Jesse, honored to be included on your list of guys you want to hear from -- not sure how merited it is.

I agree with others that a woodstove heated shelter or fire in front of a lean to is a much quicker way to get warm than planning on a snow cave. Plus I find caves claustrophobic.

The first question is how big of a stove you are trying to run. There is a lot to be said for going with the smallest heated shelter you can get away with and a commensurately sized stove because the size of stove you are running and the size of shelter you are trying to heat determines the tool kit. Plus smaller shelters get more of a gain out of body warmth alone.

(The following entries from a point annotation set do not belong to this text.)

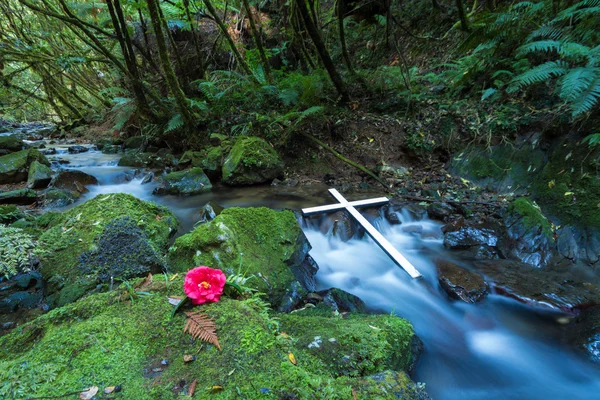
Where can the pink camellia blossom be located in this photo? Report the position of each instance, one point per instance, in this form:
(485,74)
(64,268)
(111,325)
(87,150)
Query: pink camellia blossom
(204,285)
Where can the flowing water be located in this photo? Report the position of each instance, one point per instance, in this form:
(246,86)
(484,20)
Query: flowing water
(497,349)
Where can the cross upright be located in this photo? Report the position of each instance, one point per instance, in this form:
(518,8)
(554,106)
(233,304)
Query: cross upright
(381,241)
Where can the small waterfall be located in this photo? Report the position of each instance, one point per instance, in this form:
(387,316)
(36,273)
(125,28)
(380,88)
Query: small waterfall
(496,349)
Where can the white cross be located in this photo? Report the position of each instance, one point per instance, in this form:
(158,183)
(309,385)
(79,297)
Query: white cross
(377,237)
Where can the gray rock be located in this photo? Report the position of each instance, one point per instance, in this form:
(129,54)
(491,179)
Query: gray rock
(189,182)
(39,176)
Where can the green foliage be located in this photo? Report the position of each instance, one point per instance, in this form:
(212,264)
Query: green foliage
(16,249)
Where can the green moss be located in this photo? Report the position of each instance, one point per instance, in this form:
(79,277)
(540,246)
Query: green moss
(251,160)
(77,231)
(504,167)
(568,187)
(254,241)
(530,214)
(9,214)
(103,340)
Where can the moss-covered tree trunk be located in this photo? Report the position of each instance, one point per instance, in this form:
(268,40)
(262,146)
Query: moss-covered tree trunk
(463,17)
(313,32)
(165,62)
(227,36)
(258,42)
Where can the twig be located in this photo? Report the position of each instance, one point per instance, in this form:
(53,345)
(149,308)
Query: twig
(417,198)
(346,160)
(59,396)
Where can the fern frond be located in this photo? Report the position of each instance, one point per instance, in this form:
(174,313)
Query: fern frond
(541,73)
(174,123)
(202,327)
(588,99)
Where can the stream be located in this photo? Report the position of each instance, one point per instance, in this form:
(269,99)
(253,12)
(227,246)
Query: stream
(496,349)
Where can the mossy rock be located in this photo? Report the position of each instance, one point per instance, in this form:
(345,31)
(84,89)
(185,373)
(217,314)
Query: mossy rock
(251,161)
(39,176)
(70,244)
(189,182)
(502,168)
(19,196)
(14,167)
(11,144)
(107,340)
(256,241)
(9,214)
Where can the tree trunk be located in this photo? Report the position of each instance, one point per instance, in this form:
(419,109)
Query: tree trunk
(165,62)
(341,11)
(313,32)
(227,36)
(463,17)
(258,42)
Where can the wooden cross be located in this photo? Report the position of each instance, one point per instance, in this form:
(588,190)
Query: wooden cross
(385,245)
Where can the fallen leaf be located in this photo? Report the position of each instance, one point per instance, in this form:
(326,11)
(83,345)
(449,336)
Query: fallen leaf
(109,389)
(192,388)
(292,359)
(174,300)
(88,393)
(187,358)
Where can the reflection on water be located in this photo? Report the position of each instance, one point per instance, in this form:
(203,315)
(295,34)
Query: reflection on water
(497,349)
(493,350)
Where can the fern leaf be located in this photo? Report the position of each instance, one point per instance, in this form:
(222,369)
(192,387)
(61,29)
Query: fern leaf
(202,327)
(174,123)
(538,74)
(576,81)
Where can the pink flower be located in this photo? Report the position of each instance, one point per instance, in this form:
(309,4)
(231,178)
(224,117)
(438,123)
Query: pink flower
(204,285)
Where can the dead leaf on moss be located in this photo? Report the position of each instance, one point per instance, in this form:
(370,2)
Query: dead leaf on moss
(88,393)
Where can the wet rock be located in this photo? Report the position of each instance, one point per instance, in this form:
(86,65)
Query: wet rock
(528,234)
(39,176)
(19,196)
(390,384)
(77,149)
(122,251)
(209,211)
(146,160)
(73,181)
(339,224)
(251,161)
(586,333)
(468,236)
(11,144)
(149,177)
(189,182)
(460,283)
(14,167)
(102,236)
(134,142)
(341,301)
(440,211)
(577,243)
(537,286)
(10,214)
(268,244)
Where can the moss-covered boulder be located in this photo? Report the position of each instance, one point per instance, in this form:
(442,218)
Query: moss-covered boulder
(11,144)
(9,214)
(109,339)
(39,175)
(256,241)
(251,161)
(189,182)
(15,167)
(19,196)
(111,235)
(210,160)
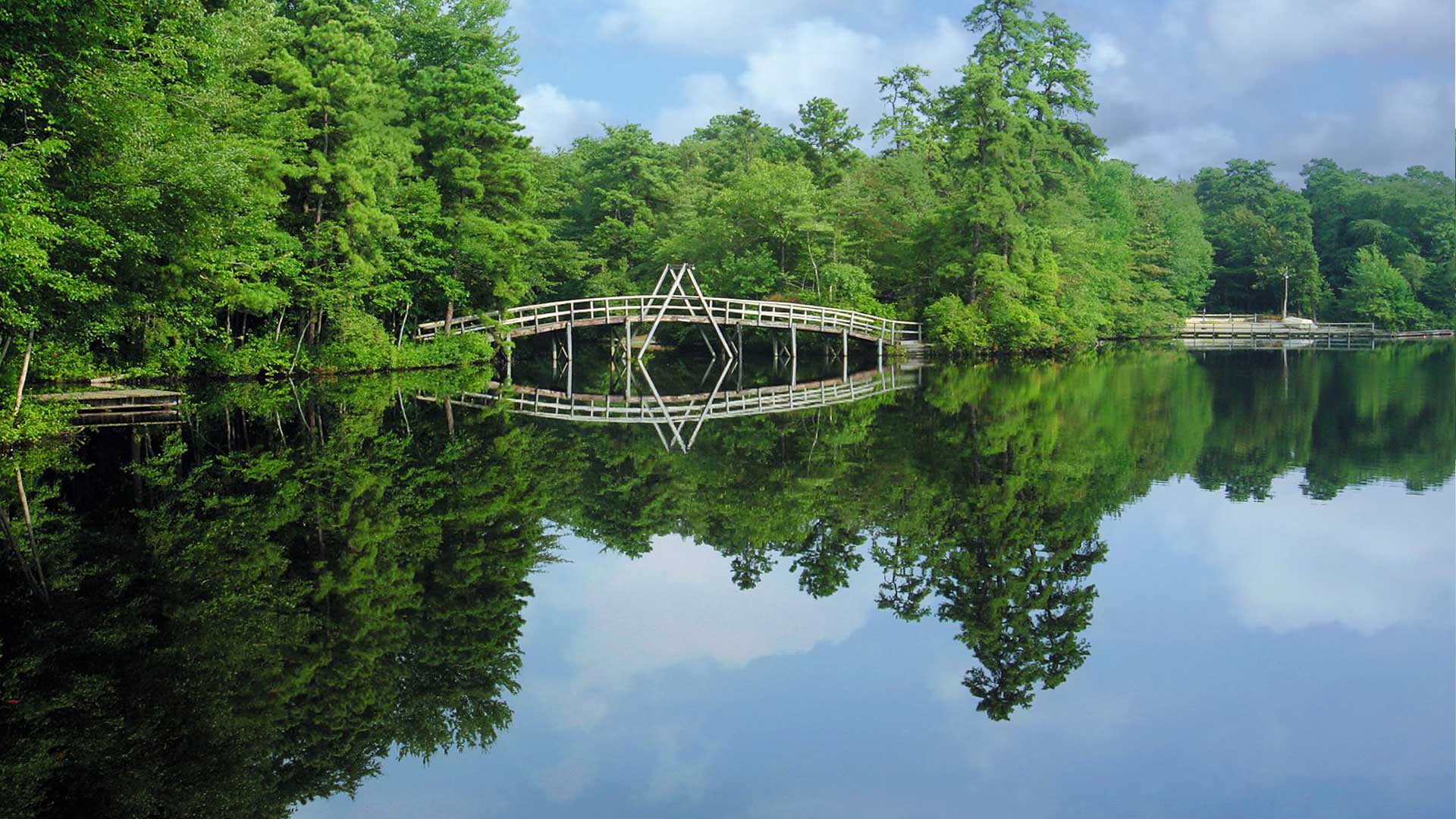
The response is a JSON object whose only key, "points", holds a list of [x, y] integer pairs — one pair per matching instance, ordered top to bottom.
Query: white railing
{"points": [[618, 309]]}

When I still had a Kifaru medium stove, it pretty much took a 24" bow saw and minimum 20" handled axe to keep it running in the winter. It's not a very efficient stove though. Larger stoves in 8 man or larger shelters, same thing. Right now the only back packable stove I have is my homemade "little pig" which gets the GoLite Utopia very warm and keeps the Seekoutside BCS warm enough. It can be run pretty well with the 6" Gerber slide out saw and little 4"x1/8" blade D2 utility knife I carry. There's an in-between setup that has me carrying an 8"x3/16" bowie OPC gave me and a japanese tree trimming saw. I have also carried the cold steel tomahawk a fair amount as the absolute lightest implement available that allows for a two handed overhand chop.

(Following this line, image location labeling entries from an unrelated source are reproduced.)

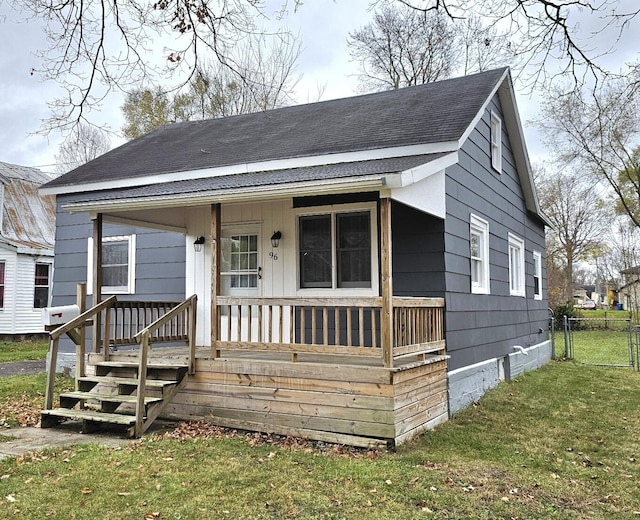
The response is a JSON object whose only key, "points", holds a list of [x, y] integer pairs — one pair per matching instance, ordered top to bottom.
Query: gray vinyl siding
{"points": [[160, 260], [478, 326]]}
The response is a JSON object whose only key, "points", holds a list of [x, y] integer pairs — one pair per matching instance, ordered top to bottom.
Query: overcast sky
{"points": [[322, 24]]}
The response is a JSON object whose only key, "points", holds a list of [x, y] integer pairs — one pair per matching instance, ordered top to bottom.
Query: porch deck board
{"points": [[347, 399]]}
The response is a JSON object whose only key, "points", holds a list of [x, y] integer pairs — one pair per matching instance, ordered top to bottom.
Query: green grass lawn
{"points": [[23, 350], [561, 442]]}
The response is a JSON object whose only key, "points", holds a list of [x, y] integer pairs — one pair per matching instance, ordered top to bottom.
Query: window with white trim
{"points": [[496, 142], [336, 250], [479, 253], [118, 265], [516, 266], [240, 269], [537, 275], [41, 286]]}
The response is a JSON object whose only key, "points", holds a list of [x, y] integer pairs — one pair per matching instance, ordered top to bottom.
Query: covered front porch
{"points": [[359, 366]]}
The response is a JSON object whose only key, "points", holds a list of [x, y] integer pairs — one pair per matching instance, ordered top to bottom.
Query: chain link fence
{"points": [[602, 341]]}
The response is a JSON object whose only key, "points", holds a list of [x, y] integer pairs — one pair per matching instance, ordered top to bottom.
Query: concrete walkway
{"points": [[24, 440]]}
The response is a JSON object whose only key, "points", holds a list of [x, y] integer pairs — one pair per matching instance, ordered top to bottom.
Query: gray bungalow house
{"points": [[362, 267]]}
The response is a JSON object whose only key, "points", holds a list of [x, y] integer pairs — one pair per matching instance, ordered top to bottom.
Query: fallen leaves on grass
{"points": [[24, 411], [194, 430]]}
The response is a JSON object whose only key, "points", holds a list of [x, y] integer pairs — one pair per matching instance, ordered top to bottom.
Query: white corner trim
{"points": [[418, 173]]}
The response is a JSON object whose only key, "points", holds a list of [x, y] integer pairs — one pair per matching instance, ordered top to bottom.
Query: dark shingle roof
{"points": [[432, 113]]}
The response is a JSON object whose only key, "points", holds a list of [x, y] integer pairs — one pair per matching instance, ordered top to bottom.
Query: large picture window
{"points": [[335, 250], [479, 251], [516, 266], [41, 286]]}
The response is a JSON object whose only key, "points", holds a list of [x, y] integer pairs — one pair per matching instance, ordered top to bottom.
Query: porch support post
{"points": [[215, 278], [97, 280], [81, 302], [386, 314]]}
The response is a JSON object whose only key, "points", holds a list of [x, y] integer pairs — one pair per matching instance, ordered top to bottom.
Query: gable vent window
{"points": [[496, 142]]}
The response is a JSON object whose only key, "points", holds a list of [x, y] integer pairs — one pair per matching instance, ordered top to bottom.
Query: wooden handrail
{"points": [[373, 301], [88, 314], [165, 318], [340, 326], [144, 339]]}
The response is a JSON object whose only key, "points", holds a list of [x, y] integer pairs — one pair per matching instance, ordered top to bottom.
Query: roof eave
{"points": [[280, 164], [365, 183]]}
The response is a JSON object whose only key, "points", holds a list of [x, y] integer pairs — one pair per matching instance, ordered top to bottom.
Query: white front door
{"points": [[240, 275]]}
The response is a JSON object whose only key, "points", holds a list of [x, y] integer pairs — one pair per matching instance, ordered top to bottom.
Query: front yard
{"points": [[558, 443]]}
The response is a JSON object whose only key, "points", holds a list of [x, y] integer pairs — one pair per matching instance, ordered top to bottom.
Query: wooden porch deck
{"points": [[337, 371], [343, 399]]}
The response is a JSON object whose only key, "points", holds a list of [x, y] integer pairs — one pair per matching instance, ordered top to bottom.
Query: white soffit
{"points": [[279, 164], [426, 195]]}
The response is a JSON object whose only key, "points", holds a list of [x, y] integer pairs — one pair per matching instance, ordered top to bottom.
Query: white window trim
{"points": [[496, 142], [481, 227], [244, 229], [537, 273], [516, 284], [48, 286], [131, 286], [335, 290]]}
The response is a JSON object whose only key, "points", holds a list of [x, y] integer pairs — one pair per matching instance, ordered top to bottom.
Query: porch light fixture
{"points": [[275, 239], [197, 244]]}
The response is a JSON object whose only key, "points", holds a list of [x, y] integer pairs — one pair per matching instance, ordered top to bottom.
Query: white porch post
{"points": [[215, 278], [97, 279], [386, 314]]}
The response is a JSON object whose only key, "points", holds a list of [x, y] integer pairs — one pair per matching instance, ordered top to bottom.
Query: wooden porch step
{"points": [[134, 364], [128, 381], [113, 398], [53, 415]]}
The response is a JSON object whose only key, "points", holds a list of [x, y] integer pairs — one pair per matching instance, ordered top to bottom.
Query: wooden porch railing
{"points": [[183, 313], [123, 322], [340, 326]]}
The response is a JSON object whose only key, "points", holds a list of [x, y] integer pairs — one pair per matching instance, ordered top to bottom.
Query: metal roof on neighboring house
{"points": [[28, 218]]}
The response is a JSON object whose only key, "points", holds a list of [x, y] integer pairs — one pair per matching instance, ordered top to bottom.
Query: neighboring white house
{"points": [[27, 233]]}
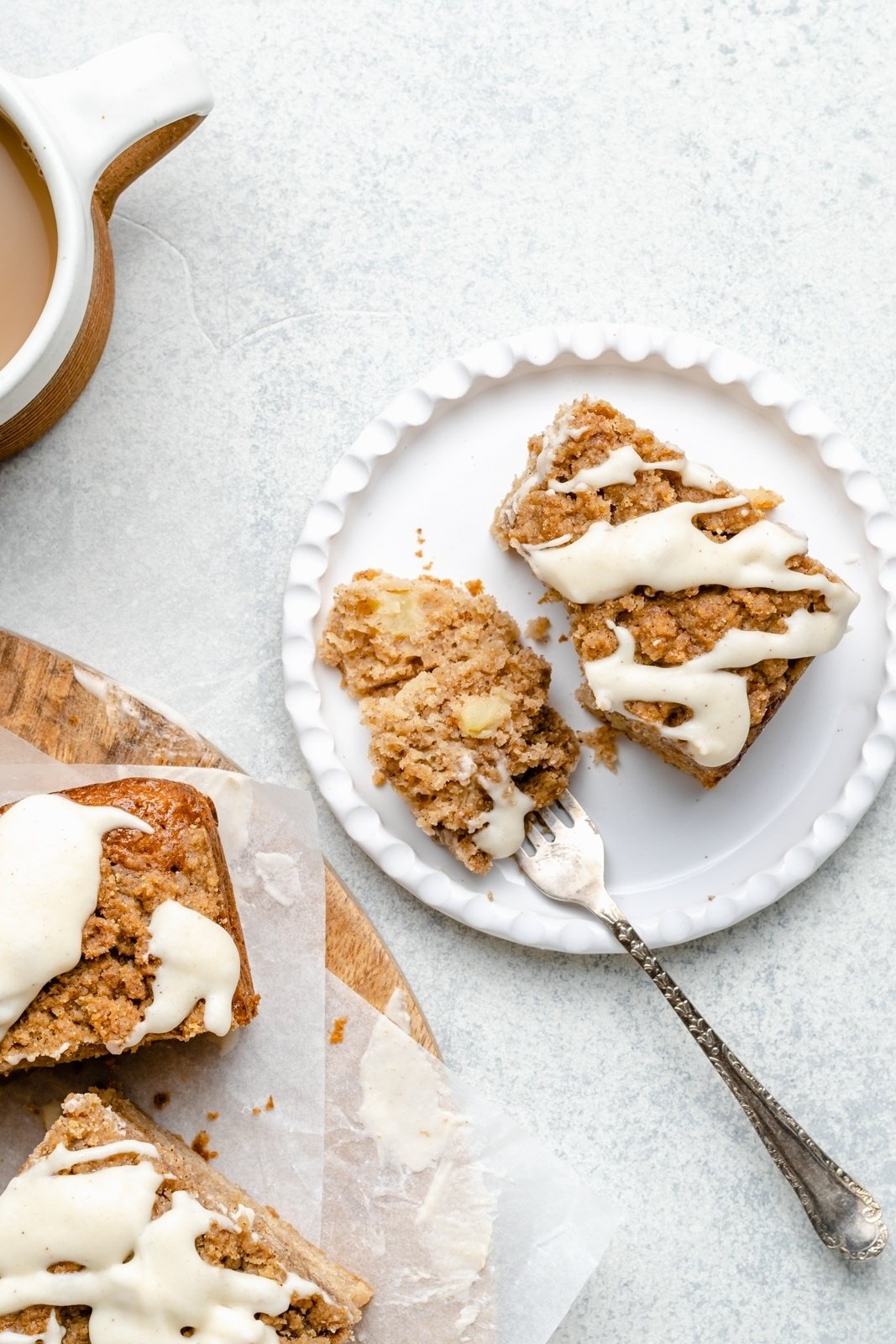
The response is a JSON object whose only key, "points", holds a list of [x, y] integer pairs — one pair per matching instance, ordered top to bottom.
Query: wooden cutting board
{"points": [[86, 717]]}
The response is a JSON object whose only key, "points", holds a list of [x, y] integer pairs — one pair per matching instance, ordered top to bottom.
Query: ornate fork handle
{"points": [[842, 1213]]}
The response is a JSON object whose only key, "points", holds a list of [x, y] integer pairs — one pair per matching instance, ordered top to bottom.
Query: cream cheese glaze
{"points": [[665, 551], [504, 827], [50, 850], [199, 961], [143, 1277], [51, 1334]]}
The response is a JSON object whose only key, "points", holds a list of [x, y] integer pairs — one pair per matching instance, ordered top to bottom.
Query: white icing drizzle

I must say that I'm in the camp of being biased towards batoning for safety. In my days as a forest fire fighter, I saw first hand what can happen when you mix exhaustion with pulaskis and chainsaws. It takes a lot of very purposeful concentration to stay safe with tools when you are exhausted.

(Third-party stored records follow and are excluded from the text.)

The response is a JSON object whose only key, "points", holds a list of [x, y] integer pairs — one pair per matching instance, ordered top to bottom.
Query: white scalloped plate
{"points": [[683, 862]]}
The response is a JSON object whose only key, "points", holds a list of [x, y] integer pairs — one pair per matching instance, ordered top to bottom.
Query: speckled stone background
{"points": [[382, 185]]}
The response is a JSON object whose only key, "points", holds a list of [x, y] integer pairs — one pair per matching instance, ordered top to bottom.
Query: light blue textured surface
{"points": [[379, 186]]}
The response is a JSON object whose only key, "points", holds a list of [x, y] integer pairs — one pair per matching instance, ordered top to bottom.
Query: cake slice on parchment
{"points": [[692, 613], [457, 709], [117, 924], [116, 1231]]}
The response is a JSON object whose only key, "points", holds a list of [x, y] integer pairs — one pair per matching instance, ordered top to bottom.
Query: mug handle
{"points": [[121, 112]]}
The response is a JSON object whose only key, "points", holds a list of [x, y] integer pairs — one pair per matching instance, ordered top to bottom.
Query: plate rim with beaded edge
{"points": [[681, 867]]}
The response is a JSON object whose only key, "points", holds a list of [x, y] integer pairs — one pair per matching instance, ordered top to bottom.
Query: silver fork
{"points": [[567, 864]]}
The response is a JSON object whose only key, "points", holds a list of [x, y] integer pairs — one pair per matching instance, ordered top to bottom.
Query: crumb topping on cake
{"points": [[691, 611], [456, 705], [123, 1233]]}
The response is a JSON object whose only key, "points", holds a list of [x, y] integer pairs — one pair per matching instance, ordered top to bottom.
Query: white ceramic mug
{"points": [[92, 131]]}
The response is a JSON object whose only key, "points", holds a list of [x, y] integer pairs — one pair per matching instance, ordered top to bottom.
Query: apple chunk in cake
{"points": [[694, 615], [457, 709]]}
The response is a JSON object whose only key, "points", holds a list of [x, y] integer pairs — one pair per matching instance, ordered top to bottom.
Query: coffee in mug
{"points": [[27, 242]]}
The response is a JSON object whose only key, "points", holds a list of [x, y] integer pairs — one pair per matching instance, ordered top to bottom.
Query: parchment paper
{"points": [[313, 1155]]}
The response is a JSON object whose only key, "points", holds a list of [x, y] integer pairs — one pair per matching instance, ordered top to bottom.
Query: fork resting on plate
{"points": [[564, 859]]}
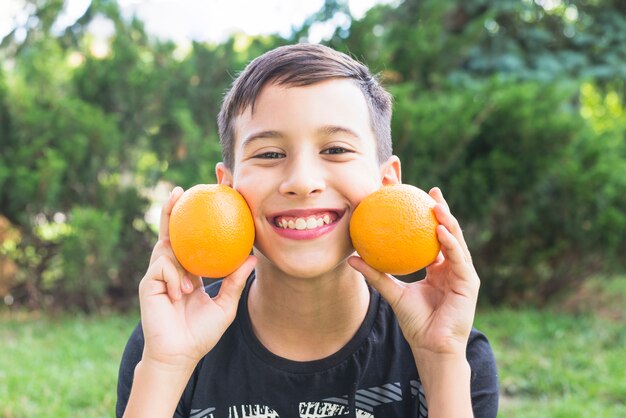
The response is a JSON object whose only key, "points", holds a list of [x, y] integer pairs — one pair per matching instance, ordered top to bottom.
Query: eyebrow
{"points": [[327, 130], [330, 130], [260, 135]]}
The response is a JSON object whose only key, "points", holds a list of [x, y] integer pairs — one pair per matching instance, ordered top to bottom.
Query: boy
{"points": [[304, 328]]}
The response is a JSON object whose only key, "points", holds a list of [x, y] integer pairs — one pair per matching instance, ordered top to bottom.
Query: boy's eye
{"points": [[336, 150], [269, 155]]}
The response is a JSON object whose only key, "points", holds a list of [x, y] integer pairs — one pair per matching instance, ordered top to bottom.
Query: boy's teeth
{"points": [[304, 223]]}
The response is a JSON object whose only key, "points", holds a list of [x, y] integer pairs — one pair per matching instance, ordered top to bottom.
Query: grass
{"points": [[565, 362], [63, 366]]}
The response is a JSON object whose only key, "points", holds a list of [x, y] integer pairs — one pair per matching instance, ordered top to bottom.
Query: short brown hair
{"points": [[300, 65]]}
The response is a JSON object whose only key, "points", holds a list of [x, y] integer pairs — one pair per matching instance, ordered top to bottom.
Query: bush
{"points": [[528, 177]]}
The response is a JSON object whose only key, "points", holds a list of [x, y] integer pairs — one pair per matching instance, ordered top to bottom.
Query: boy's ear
{"points": [[390, 171], [223, 174]]}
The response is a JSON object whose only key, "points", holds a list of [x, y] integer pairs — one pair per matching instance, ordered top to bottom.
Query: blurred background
{"points": [[515, 108]]}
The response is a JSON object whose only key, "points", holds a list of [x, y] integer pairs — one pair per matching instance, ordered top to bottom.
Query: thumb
{"points": [[388, 286], [232, 287]]}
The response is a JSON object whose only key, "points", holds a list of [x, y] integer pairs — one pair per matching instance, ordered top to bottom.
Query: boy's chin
{"points": [[310, 269]]}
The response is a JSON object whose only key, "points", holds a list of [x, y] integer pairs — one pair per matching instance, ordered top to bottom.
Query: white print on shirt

Open fires in front of lean tos are going to be less efficient at heating so you'll want to bias towards the larger tool kits.

Once the snow gets deep enough, the Voile Telepro is always along. It's the real deal for moving a lot of snow quickly and an improved tree well that offers a heck of a lot of shelter can be had in about 5 minutes.

Oh... don't forget about insulation underneath you. Be it closed cell foam in the form of a camp chair or foam pad, or tree limbs or whatever, you need something between you and the snow.

For fire starter, 9 times out of 10 a 2x2" square of bicycle innertube is all I need to get a fire started. Trioxane handles that tenth time. I must admit to using a *lot* of trioxane from time to time in Big W's neck of the woods. A pocket rocket was used as a blowtorch once too. I'm not going to say that a bottle of outright fuel is a bad idea in those conditions. It's not quite that wet where you are though Jesse.